Projections of Store Openings Could Have Violated North Dakota Franchise Law

This posting was written by Pete Reap, Editor of CCH Business Franchise Guide.

Pharmacy franchisor Medicine Shoppe International, Inc. could have breached the anti-fraud provisions of the North Dakota Franchise Investment Law (NDFIL) by allegedly making a material misstatement of fact in a Franchise Disclosure Document (FDD) filed by the franchisor with the North Dakota Securities Commissioner in 2009 when it projected the opening 0-1 stores in North Dakota, a federal district court in Fargo, North Dakota, has ruled.

In reality, the franchisor did not intend to offer any franchises in North Dakota of the type and trade name described in the FDD so as to avoid triggering the “most favored nations” clause in the franchise agreements of current franchisees, such as the two plaintiffs.
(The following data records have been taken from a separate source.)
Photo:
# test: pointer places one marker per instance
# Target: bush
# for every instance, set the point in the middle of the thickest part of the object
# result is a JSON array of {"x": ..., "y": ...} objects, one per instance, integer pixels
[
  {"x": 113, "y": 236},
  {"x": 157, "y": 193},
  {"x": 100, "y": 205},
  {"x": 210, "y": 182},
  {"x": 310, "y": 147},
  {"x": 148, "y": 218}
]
The plaintiff franchisees argued that they were induced to enter into renewal agreements with the franchisor specifically because they were assured that, by virtue of the “most favored nations” clauses in their renewal agreements, they were assured that if a better deal came along, they would be able to convert to it.

If a factfinder determined that the franchisor employed such a scheme as a way to defraud or commit deceit, it could also find a violation of the statute. Thus, genuine issues of fact existed with regard to whether the franchisor violated the NDFIL, the court held.

Private Right of Action

The franchisor’s contention that there was no private right of action under the NDFIL was rejected. The plain language of the statute stated that a franchisee or subfranchisor could bring an action against “any person who violates any provision of this chapter,” the court observed.

The decision is JMF, Inc. v. Medicine Shoppe Int’l, Inc., CCH Business Franchise Guide ¶14,692.